I’d gone over to join him, and now we were both standing at the bay window looking out. It was still raining outside and the window was dotted with a network of raindrops, some of which trickled slowly down the pane. A bit of condensation had formed, a slight veil of vapor behind which the garden furniture was visible on the terrace. The old gray Mercedes was parked a little farther off down the driveway, the doors and windshield dripping with rain, and I looked at it pensively from behind the window. The man didn’t move beside me, he was also looking outside, and it struck me then that the old gray Mercedes must have been his, that in fact it was his car, and that each time I’d seen it in the village he was the one who’d been driving it, and that each time I’d seen it parked somewhere he was the one who’d parked it. And that he was also the one who collected the mail from the Biaggis’ mailbox and put it inside the house. I glanced at him out of the corner of my eye. Could it really be him? Could it be, to sum it all up, that the Biaggis had been absent from Sasuelo ever since I’d arrived, and that every time I thought I’d detected a sign of their presence, it was in fact this man’s presence I’d sensed?

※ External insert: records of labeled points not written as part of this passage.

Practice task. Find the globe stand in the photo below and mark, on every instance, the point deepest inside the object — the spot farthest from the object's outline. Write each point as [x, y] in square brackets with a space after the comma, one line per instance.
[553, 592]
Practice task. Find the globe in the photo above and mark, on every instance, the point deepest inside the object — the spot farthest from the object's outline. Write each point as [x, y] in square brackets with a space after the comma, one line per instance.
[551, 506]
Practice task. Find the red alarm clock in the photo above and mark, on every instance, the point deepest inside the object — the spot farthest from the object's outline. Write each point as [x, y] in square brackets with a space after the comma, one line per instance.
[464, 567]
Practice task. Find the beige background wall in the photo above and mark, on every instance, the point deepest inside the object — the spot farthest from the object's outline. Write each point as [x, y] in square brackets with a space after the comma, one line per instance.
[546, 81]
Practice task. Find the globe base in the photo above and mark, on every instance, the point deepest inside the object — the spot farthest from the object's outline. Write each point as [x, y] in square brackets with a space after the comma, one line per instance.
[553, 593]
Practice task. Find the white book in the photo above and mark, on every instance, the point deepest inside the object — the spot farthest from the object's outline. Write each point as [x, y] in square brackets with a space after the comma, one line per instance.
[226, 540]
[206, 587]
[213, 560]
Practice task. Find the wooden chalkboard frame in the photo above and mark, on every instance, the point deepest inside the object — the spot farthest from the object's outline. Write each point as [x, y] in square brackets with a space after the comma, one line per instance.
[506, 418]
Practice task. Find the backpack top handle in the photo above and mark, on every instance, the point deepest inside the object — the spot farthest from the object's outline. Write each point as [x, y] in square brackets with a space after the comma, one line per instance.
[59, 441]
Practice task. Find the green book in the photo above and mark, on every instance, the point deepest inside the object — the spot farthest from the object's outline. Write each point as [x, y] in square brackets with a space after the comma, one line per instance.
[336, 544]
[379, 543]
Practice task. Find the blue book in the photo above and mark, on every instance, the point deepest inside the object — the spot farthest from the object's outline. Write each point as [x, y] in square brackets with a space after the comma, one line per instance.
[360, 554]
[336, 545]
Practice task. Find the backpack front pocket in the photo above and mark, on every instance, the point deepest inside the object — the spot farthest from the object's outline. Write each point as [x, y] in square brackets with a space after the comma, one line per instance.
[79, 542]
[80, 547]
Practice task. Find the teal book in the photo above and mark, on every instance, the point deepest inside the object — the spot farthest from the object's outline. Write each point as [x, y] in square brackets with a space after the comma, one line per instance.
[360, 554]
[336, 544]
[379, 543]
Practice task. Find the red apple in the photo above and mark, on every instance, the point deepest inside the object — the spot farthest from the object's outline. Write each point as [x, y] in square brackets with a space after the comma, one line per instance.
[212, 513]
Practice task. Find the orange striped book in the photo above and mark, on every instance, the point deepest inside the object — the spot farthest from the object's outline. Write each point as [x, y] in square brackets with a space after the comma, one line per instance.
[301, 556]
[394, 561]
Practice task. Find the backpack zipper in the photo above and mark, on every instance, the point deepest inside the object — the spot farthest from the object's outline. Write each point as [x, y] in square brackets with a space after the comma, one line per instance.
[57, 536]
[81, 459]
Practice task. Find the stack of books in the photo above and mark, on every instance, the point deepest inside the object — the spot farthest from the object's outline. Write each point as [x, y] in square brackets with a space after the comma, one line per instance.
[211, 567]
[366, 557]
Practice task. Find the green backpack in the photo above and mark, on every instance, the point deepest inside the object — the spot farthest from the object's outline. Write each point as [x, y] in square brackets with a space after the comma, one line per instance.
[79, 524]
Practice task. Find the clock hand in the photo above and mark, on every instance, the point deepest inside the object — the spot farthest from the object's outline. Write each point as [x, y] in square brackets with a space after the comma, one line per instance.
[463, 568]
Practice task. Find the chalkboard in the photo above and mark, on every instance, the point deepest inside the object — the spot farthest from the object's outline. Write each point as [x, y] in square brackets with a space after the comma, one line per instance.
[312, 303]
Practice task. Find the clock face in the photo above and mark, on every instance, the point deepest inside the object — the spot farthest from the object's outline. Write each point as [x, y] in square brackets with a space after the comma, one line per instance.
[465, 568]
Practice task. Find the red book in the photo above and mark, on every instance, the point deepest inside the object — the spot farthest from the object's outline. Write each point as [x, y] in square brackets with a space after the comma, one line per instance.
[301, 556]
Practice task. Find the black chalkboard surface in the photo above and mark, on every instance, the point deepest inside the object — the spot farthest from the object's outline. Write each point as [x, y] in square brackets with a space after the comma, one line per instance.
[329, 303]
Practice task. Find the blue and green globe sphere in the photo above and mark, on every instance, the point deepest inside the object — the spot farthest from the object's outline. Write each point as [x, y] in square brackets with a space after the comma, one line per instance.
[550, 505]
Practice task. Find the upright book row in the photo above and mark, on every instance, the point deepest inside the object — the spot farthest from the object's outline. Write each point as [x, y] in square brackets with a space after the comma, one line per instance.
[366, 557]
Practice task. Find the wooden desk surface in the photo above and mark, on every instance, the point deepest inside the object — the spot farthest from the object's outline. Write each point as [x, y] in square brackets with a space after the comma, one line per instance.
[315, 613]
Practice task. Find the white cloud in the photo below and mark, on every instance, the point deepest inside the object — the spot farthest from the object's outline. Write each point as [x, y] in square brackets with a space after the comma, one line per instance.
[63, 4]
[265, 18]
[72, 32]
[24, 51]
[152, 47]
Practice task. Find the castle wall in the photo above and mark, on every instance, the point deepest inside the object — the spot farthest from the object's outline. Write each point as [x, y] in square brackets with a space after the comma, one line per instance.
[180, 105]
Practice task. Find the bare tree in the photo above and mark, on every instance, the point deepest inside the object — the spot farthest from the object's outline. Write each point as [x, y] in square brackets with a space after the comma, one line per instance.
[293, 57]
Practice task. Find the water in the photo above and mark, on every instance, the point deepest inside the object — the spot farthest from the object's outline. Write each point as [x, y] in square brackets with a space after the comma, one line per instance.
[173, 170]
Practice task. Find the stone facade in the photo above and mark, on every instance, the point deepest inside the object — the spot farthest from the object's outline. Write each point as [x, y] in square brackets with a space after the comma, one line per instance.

After dinner that evening I went out on the terrace for a breath of air. There were still a few guests in the dining room when I got up from the table, and I walked over to the window, sliding it back softly and leaving the hotel. The sky was completely clear over the treetops, a limpid and transparent blue-black, cloudless and washed by the rain. A long, untroubled puddle of water stretched out on the ground, and I advanced over the terrace, leaving the low rock wall that was being built behind me on my right. I walked on until I got to the edge of the terrace, from where the jetty and the sea were visible behind the grove of tamaris. The water was calm and silent, with the stillest of waves lapping up against the crevices in the rocks, while silvery wrinkles of moonlight reflected off its surface in the distance. I leaned for a moment against the low wall at the edge of the terrace and looked out at the water, no longer thinking about a thing. It was then that a small light bobbing imperceptibly in the port caught my eye. It looked like a lantern, the quivering ray of a lantern lighting up a silhouette in a boat. I looked more closely and thought I could see who it was, not that I recognized his features at all, it was more the cut of his figure and his massive back and shoulders now covered by a thick jacket.